In her wearied state she could have sobbed with disappointment. How much had he discovered? If he knew nothing more than merely that she had returned with the boat, how could it be possible to elude him and come again the next night? She thought of her father, and her heart was full of pity; she thought that her own plans were baffled, and she was enraged. Both sentiments fused into keener hatred of Toyner; but she remembered—yes, even then she remembered quite clearly and distinctly—that if the worst came to the worst and she could save her father in no other way, she had one weapon in reserve, one in which she had perfect faith.
It was for this reason that she sat still for a minute in the boat, looking up at Toyner, trying to pry into his attitude toward her. At the end of the minute he put out his hand to lift her up, and she leaned upon it.
Without hesitation she began to thread her way through the wood toward home, and he walked by her side. He might have been escorting her from a dance, so quietly they walked together, except that the question of a man’s life or death which lay between them seemed to surround them with a strange atmosphere.
At length Bart spoke. “I don’t know where you have been,” he said. “I have been patrolling the shore all night.” He paused awhile. “I thought you were safe at home.”
She stopped short and turned upon him. “Look here! what are you going to do now? It’s a pretty mean sort of business this you’ve taken to, sneaking round your old friends to do them all the harm you can.”

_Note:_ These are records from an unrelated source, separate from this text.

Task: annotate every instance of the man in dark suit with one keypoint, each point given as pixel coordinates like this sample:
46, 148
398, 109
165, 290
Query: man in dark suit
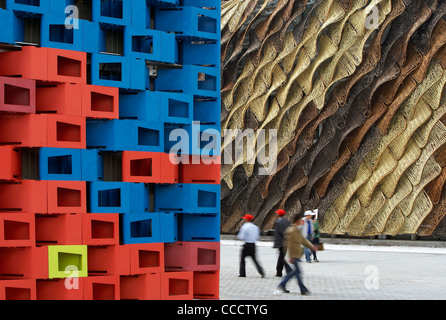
279, 230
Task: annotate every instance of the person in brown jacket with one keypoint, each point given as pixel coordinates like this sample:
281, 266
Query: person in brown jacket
293, 242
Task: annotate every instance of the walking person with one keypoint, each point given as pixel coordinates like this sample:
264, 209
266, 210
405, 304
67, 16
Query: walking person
293, 243
279, 229
250, 234
316, 238
308, 232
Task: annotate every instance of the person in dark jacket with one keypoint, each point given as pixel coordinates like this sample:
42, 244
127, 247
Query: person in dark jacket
279, 230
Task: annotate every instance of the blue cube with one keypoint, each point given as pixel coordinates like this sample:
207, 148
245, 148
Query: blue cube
118, 197
60, 164
197, 228
92, 165
140, 228
196, 80
55, 34
188, 198
190, 22
40, 7
117, 12
121, 135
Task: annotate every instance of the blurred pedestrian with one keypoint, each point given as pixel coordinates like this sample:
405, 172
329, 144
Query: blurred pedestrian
316, 237
279, 229
293, 242
308, 232
250, 234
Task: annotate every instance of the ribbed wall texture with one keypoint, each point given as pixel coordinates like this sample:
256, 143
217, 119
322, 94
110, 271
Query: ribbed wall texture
360, 112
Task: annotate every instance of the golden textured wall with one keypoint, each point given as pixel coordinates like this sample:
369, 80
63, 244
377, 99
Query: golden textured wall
360, 112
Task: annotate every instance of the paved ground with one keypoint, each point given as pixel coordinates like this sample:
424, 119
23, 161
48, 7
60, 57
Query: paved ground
345, 272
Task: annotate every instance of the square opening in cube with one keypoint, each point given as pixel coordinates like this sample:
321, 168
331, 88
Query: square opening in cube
68, 260
68, 132
207, 82
103, 291
141, 167
102, 229
17, 96
84, 8
61, 34
68, 197
141, 229
31, 27
207, 199
112, 8
69, 67
148, 137
35, 3
12, 293
149, 259
102, 102
178, 287
16, 230
110, 71
60, 165
113, 41
142, 44
206, 257
178, 109
109, 198
207, 24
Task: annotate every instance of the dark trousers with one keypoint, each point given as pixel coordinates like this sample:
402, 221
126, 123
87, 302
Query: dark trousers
296, 273
249, 250
281, 262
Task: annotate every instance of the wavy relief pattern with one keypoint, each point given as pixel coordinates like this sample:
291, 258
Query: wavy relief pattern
359, 112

“It’s the first time I knew that you’d ever been a friend of mine, Ann.” He said this in a sort of sad aside, and then: “You’ve sense enough to know that when a man shoots another man he’s got to be found and shut up for the good of the country and for his own good too. It’s the kindest thing that can be done to a man sometimes, shutting him up in jail.” He said this last quite as much by way of explanation to himself as to her.
“Or hanging him,” she suggested sarcastically.

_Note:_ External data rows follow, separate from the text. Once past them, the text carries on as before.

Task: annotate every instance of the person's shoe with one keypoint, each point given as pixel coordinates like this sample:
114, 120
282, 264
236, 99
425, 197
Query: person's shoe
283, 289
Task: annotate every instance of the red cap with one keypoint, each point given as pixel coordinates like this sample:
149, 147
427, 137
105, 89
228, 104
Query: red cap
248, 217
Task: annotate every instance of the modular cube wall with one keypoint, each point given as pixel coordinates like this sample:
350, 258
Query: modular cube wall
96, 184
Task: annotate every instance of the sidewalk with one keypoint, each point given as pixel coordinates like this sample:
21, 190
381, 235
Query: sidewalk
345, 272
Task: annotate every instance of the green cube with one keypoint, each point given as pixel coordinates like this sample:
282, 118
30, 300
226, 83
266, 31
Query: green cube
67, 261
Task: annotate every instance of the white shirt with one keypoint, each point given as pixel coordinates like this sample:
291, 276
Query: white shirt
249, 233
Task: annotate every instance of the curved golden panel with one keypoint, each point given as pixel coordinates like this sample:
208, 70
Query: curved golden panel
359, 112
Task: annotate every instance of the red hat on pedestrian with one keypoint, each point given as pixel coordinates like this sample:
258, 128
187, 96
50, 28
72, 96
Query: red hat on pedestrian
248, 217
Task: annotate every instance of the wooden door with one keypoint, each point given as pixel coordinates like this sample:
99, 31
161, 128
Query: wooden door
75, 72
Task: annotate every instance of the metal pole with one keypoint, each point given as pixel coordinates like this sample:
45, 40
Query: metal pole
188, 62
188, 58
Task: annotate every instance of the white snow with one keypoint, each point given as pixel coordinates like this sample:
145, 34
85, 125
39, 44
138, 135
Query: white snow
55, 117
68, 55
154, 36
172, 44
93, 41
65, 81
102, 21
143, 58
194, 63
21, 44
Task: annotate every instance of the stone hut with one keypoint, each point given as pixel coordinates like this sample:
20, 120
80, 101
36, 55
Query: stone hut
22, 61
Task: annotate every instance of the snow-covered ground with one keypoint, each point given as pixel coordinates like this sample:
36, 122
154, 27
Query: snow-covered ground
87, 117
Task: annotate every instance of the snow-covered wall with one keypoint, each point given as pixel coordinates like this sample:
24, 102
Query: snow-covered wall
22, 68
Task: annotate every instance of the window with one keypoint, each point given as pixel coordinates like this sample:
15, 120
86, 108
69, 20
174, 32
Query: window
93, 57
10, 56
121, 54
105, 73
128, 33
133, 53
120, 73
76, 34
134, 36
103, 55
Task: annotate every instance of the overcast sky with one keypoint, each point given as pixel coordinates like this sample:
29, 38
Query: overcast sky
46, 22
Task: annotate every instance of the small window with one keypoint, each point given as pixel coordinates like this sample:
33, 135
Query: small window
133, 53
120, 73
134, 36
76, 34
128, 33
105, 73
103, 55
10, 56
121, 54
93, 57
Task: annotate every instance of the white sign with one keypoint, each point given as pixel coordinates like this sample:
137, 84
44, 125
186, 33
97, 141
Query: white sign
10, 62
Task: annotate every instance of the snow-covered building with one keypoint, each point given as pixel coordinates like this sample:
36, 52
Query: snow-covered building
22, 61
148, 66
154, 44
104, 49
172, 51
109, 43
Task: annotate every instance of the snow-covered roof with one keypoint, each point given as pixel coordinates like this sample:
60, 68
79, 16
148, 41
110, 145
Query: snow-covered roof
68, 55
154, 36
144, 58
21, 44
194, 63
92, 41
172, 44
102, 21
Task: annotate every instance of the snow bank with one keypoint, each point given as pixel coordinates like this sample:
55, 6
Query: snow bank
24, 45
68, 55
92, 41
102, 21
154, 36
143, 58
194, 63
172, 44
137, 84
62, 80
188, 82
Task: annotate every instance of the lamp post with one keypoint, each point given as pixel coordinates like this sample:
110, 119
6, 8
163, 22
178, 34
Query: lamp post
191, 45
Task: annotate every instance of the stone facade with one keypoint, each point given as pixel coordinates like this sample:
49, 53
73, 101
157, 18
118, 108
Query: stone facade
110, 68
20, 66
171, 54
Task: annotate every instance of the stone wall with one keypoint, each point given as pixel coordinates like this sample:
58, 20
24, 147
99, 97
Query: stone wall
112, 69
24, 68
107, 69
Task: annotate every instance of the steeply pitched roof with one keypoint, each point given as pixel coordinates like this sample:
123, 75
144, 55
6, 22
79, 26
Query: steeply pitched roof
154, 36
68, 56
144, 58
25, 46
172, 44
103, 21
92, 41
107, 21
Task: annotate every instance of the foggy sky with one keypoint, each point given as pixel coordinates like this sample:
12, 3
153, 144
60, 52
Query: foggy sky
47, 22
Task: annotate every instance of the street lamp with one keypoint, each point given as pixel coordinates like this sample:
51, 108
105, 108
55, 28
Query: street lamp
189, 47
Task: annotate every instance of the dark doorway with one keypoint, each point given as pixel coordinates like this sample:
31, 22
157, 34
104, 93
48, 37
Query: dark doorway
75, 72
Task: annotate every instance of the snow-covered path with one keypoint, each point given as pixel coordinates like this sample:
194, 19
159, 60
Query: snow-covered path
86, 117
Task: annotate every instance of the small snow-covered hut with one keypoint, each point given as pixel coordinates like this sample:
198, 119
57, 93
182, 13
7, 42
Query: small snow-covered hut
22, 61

He paused a moment. “I hope he won’t come to that.”
“But you’ll do all you can to catch him, knowing that it’s like to come to that. What’s the good of hoping?”
He had only said it to soothe her. He had another self-justification.
“I can only do what I have to do: it is not me that will decide whether Walker dies or not. At any rate, it ain’t no use to justify it to you. It’s natural that you should look upon me as an enemy just now; but all the police in the country are more your enemies than I am. You’ve got him off now, I suppose; however you’ve done it I don’t pretend to know. It’ll be some one else that catches him if he’s caught.”
She wondered if he was only saying this to try her, or if he really believed that Markham had gone far; yet there was small chance even then that he would cease to watch her the next night and the next. He had shown both resolution and diligence in this business—qualities, as far as she knew, so foreign to his character that she smiled bitterly.